On the night of 21 November 1968, a PAVN/VC battalion attacked the base. Supported by fire from 82mm and 60mm mortars, 57mm recoilless rifles and B-44 rockets, PAVN and VC troops advanced against the base's eastern perimeter. When the attack began at 22:00, Marine tank and artillery crews on the perimeter began direct fire against the advancing PAVN/VC, using Beehive anti-personnel rounds. Amphibian tractors arrived and added the weight of their machine guns to the battle. Combined Action Platoon (CAP) 2-9-1, positioned in the hamlet of Mau Chanh (2), about a kilometer east of the base, lay in the path of the attack. The CAP Marines and their South Vietnamese Popular Force (PF) counterparts took the PAVN/VC flanks and rear under fire, calling for air and artillery support. At 23:30, the PAVN/VC troops fell on CAP 2-9-1. AC-47 gunships held back the PAVN/VC while a platoon of Marines mounted in amphibian tractors, with tanks and helicopter gunships escorting, attacked east from An Hoa to reinforce the hamlet and bring an ammunition resupply. The battle raged for five hours, during which the Marines threw back four attack waves. At 03:30 the shooting died down. Despite the heavy fighting, friendly casualties numbered only three Marines and a PF with minor wounds. Marine sources listed 21 dead PAVN/VC in the area.

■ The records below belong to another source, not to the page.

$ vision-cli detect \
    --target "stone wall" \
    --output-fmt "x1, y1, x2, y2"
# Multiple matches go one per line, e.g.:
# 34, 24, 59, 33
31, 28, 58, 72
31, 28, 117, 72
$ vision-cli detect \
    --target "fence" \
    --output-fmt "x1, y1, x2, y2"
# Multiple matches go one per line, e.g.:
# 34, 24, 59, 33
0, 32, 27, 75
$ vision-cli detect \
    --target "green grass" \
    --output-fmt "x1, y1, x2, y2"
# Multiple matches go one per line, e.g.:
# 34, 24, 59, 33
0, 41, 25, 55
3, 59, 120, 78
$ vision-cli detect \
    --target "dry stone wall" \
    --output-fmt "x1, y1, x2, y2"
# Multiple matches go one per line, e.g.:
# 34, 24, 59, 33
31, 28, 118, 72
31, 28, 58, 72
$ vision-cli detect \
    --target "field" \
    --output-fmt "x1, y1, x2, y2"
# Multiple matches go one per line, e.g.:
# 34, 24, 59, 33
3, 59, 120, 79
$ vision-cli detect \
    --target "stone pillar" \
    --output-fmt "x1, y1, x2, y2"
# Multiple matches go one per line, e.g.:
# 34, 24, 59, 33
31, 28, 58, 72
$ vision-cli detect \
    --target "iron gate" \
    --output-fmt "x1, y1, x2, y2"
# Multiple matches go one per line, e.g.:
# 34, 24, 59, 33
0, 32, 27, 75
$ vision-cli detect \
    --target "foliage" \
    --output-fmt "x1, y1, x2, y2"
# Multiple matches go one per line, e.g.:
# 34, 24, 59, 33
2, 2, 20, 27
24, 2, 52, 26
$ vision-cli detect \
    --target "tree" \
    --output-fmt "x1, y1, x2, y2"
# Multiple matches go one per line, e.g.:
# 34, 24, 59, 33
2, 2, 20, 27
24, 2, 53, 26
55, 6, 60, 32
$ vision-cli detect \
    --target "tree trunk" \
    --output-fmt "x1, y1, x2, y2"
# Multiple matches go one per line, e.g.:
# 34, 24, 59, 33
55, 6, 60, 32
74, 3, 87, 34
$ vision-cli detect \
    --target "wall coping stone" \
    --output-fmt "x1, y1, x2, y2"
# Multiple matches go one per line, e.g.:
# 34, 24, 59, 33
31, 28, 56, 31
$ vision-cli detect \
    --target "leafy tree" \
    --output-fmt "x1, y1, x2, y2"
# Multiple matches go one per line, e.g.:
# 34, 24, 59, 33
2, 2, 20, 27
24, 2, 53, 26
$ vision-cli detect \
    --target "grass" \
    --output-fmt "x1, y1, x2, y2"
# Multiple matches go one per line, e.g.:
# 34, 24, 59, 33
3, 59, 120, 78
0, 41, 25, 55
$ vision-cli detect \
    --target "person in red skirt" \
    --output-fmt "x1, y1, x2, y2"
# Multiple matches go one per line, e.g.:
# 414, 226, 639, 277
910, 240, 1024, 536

Marine PFC Dan Bullock, the youngest American serviceman killed in action in the Vietnam War died at An Hòa on 7 June 1969.

The 2nd Battalion, 5th Marines handed over the base to the ARVN 1st Battalion, 51st Regiment on 15 October 1970.

==Current use==
The base is abandoned and has reverted to jungle. Remains of the runway can still be seen.